We present a system of nonlinear ordinary differential equations used to quantify the complex dynamics of the interactions between tumor growth, vasculature generation, and antiangiogenic treatment. The primary dataset consists of longitudinal tumor size measurements (1,371 total observations) in 105 colorectal tumor-bearing mice. Mice received single or combination administration of sunitinib, an antiangiogenic agent, and/or irinotecan, a cytotoxic agent. Depending on the dataset, parameter estimation was performed either using a mixed-effect approach or by nonlinear least squares.
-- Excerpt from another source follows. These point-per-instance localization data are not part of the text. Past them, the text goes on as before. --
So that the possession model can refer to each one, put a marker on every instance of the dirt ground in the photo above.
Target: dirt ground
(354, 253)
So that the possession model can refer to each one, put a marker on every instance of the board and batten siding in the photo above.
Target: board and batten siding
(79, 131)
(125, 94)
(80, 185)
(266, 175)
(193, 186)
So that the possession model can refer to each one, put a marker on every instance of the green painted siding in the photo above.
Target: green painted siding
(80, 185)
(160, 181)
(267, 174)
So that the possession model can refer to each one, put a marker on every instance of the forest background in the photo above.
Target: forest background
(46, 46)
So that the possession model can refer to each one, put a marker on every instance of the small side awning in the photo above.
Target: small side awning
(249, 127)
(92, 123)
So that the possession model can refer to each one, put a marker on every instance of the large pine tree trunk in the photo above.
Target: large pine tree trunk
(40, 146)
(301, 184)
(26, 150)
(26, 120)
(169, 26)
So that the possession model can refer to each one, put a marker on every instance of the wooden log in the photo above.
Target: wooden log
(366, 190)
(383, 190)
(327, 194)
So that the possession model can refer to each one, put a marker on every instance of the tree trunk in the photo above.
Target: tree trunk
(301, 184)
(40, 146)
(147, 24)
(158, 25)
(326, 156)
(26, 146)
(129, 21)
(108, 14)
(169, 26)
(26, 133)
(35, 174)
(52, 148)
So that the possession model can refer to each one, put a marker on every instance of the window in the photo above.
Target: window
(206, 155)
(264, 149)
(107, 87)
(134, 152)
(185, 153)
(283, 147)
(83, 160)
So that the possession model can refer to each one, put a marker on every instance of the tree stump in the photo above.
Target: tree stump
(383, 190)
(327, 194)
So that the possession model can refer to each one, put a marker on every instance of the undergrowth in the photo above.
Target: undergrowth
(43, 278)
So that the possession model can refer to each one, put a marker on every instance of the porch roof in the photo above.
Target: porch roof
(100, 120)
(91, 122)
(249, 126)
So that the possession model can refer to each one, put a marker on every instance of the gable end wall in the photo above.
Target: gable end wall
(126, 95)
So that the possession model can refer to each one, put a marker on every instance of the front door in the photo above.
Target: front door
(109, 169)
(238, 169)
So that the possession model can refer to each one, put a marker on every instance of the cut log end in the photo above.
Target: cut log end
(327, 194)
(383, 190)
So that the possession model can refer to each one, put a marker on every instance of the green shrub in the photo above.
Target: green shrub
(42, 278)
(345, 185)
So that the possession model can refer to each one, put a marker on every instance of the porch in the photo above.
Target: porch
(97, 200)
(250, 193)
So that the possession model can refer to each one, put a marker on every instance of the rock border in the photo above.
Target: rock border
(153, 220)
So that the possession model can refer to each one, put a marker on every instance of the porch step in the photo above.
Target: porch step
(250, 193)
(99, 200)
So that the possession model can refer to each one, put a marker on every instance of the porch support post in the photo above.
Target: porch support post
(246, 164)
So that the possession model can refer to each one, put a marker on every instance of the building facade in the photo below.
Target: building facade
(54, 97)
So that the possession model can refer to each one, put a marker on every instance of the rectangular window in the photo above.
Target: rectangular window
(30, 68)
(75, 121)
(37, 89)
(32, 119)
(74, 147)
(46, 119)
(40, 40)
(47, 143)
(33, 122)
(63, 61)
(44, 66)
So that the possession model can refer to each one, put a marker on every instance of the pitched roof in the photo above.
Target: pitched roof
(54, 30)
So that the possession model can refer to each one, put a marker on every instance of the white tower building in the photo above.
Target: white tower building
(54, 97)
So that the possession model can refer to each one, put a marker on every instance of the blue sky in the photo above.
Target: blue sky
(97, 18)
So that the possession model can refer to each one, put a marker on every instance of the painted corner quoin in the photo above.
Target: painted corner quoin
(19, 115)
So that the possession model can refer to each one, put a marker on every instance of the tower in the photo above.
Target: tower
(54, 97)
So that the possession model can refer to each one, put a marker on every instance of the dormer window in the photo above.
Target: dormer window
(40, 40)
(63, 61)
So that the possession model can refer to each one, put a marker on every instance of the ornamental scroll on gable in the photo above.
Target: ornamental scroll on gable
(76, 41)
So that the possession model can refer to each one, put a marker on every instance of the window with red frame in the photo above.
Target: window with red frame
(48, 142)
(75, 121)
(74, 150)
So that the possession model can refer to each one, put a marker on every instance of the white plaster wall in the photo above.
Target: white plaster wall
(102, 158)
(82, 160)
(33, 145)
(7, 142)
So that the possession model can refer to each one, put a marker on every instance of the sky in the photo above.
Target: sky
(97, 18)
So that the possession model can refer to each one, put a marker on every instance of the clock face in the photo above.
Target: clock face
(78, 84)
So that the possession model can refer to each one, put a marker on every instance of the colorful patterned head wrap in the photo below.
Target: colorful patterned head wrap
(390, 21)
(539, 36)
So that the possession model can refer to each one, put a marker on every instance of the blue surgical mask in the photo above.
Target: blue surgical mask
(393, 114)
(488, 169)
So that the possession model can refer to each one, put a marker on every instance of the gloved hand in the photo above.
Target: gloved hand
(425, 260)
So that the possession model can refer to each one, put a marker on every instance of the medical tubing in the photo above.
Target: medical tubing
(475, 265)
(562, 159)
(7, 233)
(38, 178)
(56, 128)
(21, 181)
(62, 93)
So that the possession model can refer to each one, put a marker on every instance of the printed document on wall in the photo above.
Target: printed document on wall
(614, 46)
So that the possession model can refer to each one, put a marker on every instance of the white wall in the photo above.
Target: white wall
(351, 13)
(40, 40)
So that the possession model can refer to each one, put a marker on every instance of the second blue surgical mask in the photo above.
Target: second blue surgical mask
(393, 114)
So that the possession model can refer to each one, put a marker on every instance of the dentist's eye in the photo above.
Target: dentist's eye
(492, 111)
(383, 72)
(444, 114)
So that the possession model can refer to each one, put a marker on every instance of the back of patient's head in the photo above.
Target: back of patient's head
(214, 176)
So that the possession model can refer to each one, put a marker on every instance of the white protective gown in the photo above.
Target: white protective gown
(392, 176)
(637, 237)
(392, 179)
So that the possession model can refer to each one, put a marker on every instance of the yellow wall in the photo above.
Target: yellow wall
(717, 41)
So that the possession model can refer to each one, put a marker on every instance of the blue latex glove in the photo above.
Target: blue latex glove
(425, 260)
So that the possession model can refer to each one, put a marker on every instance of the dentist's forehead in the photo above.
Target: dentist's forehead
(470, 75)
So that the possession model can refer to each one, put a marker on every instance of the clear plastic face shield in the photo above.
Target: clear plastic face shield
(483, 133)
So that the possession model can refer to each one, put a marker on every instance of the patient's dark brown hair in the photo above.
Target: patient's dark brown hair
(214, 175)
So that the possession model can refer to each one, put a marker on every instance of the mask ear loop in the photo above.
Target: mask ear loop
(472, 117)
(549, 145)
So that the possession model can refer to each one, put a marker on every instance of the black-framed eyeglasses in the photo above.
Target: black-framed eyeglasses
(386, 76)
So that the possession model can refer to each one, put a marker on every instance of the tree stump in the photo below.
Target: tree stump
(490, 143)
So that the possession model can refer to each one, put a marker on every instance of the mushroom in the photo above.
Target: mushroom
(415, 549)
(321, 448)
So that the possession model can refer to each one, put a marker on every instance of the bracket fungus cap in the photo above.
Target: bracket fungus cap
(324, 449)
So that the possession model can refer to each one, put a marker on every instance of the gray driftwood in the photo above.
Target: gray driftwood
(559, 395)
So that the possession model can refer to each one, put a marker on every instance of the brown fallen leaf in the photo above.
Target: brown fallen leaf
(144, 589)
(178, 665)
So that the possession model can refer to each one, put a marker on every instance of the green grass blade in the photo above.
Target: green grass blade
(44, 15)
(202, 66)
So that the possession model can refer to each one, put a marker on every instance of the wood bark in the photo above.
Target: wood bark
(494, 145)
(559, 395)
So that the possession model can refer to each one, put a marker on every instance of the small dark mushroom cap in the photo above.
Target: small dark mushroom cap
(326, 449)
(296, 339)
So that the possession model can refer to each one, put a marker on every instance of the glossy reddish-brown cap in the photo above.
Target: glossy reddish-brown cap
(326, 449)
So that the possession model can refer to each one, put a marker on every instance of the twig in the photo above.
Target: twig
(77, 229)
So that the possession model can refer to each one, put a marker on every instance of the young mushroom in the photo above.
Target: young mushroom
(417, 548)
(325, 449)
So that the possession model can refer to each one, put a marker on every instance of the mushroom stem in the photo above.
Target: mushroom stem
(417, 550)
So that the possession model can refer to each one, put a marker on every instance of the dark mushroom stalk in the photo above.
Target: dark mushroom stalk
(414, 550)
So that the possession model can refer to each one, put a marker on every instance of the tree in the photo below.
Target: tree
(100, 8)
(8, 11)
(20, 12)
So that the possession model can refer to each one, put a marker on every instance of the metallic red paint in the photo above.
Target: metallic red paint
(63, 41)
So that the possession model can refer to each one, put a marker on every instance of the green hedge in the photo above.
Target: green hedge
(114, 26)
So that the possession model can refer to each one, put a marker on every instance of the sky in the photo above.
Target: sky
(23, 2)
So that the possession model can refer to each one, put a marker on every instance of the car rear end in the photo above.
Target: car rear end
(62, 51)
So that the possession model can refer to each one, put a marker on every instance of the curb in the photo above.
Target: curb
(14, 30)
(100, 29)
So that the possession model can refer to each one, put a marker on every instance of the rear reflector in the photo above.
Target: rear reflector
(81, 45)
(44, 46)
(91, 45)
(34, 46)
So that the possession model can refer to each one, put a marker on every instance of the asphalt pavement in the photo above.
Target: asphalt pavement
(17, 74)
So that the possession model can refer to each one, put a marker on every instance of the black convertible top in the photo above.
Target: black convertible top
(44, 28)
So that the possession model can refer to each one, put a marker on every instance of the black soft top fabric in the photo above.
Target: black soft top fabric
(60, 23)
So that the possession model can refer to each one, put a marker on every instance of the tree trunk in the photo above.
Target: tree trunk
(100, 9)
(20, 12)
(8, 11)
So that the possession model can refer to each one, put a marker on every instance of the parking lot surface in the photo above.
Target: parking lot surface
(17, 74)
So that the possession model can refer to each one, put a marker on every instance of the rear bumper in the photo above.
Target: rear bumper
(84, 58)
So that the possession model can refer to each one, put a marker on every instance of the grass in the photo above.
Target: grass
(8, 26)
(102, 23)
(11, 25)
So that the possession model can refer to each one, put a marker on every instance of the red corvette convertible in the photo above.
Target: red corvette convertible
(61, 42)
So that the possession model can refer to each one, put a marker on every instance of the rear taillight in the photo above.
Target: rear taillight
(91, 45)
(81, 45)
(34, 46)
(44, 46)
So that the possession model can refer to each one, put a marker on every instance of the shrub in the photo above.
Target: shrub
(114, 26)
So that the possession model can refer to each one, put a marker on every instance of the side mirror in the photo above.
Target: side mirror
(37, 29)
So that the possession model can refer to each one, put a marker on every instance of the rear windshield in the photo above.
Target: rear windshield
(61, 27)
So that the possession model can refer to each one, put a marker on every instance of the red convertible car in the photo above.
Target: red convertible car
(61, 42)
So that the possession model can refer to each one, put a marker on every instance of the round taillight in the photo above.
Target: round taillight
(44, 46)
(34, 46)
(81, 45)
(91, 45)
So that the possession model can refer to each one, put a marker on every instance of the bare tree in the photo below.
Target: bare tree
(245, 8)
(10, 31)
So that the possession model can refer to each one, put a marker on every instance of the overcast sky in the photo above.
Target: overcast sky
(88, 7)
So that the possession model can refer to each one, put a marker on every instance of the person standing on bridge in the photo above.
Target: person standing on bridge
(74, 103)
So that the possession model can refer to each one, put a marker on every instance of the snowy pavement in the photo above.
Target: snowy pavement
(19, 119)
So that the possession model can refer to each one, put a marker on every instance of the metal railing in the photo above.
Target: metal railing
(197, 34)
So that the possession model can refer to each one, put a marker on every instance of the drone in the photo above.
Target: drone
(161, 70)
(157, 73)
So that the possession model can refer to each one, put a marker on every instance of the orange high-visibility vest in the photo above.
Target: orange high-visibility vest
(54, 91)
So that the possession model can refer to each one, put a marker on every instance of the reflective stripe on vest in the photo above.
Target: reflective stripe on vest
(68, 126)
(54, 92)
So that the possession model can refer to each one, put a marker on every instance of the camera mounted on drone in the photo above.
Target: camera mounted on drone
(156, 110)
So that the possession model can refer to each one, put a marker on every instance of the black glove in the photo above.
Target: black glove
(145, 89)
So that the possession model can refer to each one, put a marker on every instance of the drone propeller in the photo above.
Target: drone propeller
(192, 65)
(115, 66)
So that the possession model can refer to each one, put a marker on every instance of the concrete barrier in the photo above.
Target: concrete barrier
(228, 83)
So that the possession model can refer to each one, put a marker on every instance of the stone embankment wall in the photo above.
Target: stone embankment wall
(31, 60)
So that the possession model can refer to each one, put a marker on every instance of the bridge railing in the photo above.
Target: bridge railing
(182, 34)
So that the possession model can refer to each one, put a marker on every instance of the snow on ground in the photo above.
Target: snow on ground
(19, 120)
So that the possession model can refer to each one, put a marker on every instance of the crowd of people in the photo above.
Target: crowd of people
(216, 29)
Through a log-likelihood ratio test, we conclude that there is a potential synergistic interaction between sunitinib when administered in combination with irinotecan in preclinical settings. Model simulations were then compared to data from a follow-up preclinical experiment. We conclude that the model has predictive value in identifying the therapeutic window in which the timing between the administrations of these two drugs is most effective.

Figure 1

Mean tumor diameter time course in HT‐29 xenografted mice treated with sunitinib 40 mg/kg daily for 12 days (filled circles) or placebo (empty circles) in Experiment 1.

Figure 2

Sunitinib monotherapy model simulations. (a) Model simulation using average parameters. (b) Visual predictive check showing the 95% confidence interval generated by model simulation (dashed lines) and the tumor size data (circles) for the two experiment arms described in Table S1.

Figure 3

Schematic representation of sunitinib‐irinotecan combination model. Inclusion of the dashed line represents the final model in which the two drugs interact, while exclusion of this line represents a model in which irinotecan and sunitinib are assumed to act independently of each other.

Figure 4

Experiment 2. A comparison of the predictions of the noninteraction and interaction models. (a) Comparison of the simulations of both the noninteraction and interaction models along with the data of Group 4 (combination sunitinib with irinotecan on day 2). (b) Comparison of the simulations of both the noninteraction and interaction models along with the data of Group 5 (combination sunitinib with irinotecan on day 15). (c) Observed tumor sizes vs. the simulated tumor sizes for the noninteraction model. (d) Observed tumor sizes vs. the simulated tumor sizes for the interaction model.

Figure 5

Numerical simulation of Experiment 2 (Supplementary Table S2). Simulations are the result of the interaction model. The five arms to this experiment are as follows: control (black), sunitinib monotherapy (blue), irinotecan monotherapy (red), and two combination protocols. Group 4 (green) involves sunitinib being given once daily for 12 days, with a single dose of irinotecan at day 2. Group 5 (orange) involves sunitinib being given once daily for 12 days, with a single dose of irinotecan at day 15.

Figure 6

Experiment 3. Minimal tumor diameter achieved (y‐axis) in mice treated with sunitinib 40 mg/kg daily for 12 days in combination with irinotecan 90 mg/kg (unique 5‐minute intravenous infusion) given at different time (x‐axis) in the evaluation experiment (Supplemental Table S4). Error bars represent one standard deviation of experimental data, while continuous line represents the model prediction.